A CIÊNCIA COMO ARMA
Anderson Roman
“Nunca antes na história deste País” as trevas medievais foram tão exaltadas e estiveram tão associadas com o caos e a morte como agora. Período estranho, triste, doloroso. A pandemia se alastra, mortes e mortes se acumulam.
Primeiro se vão desconhecidos, invisíveis, distantes. Logo, porém, ficamos sabendo de conhecidos que foram atingidos. Dali a pouco alguns vizinhos. Depois, companheiros de trabalho. Quando perdemos um ente querido, aí sim a sensibilidade, antes ofuscada, aflora.
Enquanto isso, os que se suporiam líderes se entregam a um caminho completamente dissociado da realidade, da necessidade, daquilo para que foram escolhidos. Visam o próprio umbigo e de seus cúmplices. Propõem armas. Sim, armas de fogo. Como se um tiro pudesse matar um vírus RNA. Não! Tiro mata, na grande maioria das vezes, jovens pobres e negros. Não são eles os vírus. Tampouco são eles nosso mal. Nosso mal é de cerne. Somos madeira bichada, com cupins. E, para esse mal, o nosso verniz, o mata-cupim é a ciência.

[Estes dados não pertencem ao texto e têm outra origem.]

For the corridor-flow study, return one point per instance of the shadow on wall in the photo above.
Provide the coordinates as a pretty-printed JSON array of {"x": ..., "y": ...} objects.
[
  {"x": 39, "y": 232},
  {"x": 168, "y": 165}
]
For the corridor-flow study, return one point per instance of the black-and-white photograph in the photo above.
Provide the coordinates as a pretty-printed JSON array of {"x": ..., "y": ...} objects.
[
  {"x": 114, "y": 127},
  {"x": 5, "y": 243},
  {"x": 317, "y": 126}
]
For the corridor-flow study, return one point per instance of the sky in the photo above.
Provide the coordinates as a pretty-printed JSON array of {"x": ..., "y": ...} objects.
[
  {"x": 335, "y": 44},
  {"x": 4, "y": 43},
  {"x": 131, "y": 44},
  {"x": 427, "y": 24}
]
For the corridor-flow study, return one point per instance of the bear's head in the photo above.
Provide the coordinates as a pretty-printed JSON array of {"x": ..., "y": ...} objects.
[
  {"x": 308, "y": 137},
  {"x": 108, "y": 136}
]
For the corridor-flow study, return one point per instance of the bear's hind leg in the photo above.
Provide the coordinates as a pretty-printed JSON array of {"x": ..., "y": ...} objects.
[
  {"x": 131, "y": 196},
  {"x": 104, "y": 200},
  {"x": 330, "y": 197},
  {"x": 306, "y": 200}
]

Devemos armar-nos de ciência. Usá-la como arma contra as trevas, o fascismo, a intolerância, a ignorância. Pois é de ignorância que, principalmente, a ciência trata. E o faz construindo certezas. Certezas volúveis, pois se sabe que a ciência nunca a terá de forma absoluta e definitiva. Na ciência há sempre um s.m.j., salvo melhor juízo.
O que hoje sabemos é resultado da aplicação de um método, uma forma, um teste, um experimento, que levou a uma conclusão, a uma certeza provisória. O método adotado deve ser claro, límpido e reproduzível, pois, se eu consegui demonstrar, você também deve ser capaz.
Até o século XVIII, acreditava-se na chamada “geração espontânea” de larvas a partir de matéria orgânica em decomposição. Com o aprimoramento dos métodos de observação, verificou-se que as larvas eclodiam de ovos postos por moscas. Não se tratava de um ato divino que determinava o aparecimento de vida no material deteriorado. Era uma etapa do ciclo de vidas dos insetos que tanto nos desagradam.
E é de método de observação que precisamos entender, de forma simples e direta, para, ao menos inicialmente, afastarmos as trevas da pseudociência, como aquela que afirma que um tratamento funciona em todos porque em um havia funcionado.
É preciso entender o que é acaso e futilidade, senão acabaremos achando que um copo de água com açúcar é a solução para as crises de pânico. E não perceberemos que é o gesto, o acolhimento daquele que leva o copo e dá o calor da atenção que atenua a crise, não o açúcar, nem a água.
Assim está o debate das cloroquinas e seu uso na pandemia. A conclusão sobre a eficácia desse medicamento no tratamento da COVID19 se baseou em uma observação do mesmo padrão metodológico daquela que concluiu que a matéria orgânica putrefata gerava espontaneamente moscas.
Já saímos da idade das trevas! Temos hoje métodos melhores que chegam a conclusões depois de muitas observações controladas cientificamente. E os estudos científicos, com metodologias confiáveis e observações sistematizadas, falam contra o uso das cloroquinas no combate ao Corona, pois elas trazem malefícios.
O debate, porém, está tão obscurecido pelas paixões amplificadas pela ignorância, que não se propõe uma saída sensata e sustentada cientificamente, que seria um estudo clínico randomizado duplo cego. E a tragédia aflige hoje bons pesquisadores brasileiros, submetidos a pressões injustificadas, algumas delas vindas do Judiciário, leigo e movido pelo ânimo punitivo, quando deveria estar preocupado em criar condições para que o espírito científico se sobreponha à ignorância. Acabam predominando opiniões como aquelas que acreditavam na geração espontânea de moscas na matéria podre, dificultando o estudo honesto com métodos adequados pela ciência brasileira.
Esse cenário obscuro nos convida a refletir sobre nossas escolhas, nossos atos, nossa opinião e também nosso voto nas eleições. Essas escolhas têm reflexos importantes na vida de todos nós e diretamente na saúde pública e na morte daquele amigo que nos deixou sem podermos nos despedir.
A Medicina tem limites. A ciência tem limites. Esses limites, porém, podem ser administrados e superados quando os responsáveis pela condução do país possuem discernimento, esclarecimento e sensibilidade política e social. Para esse flagelo, infelizmente, não temos ainda perspectivas de superação.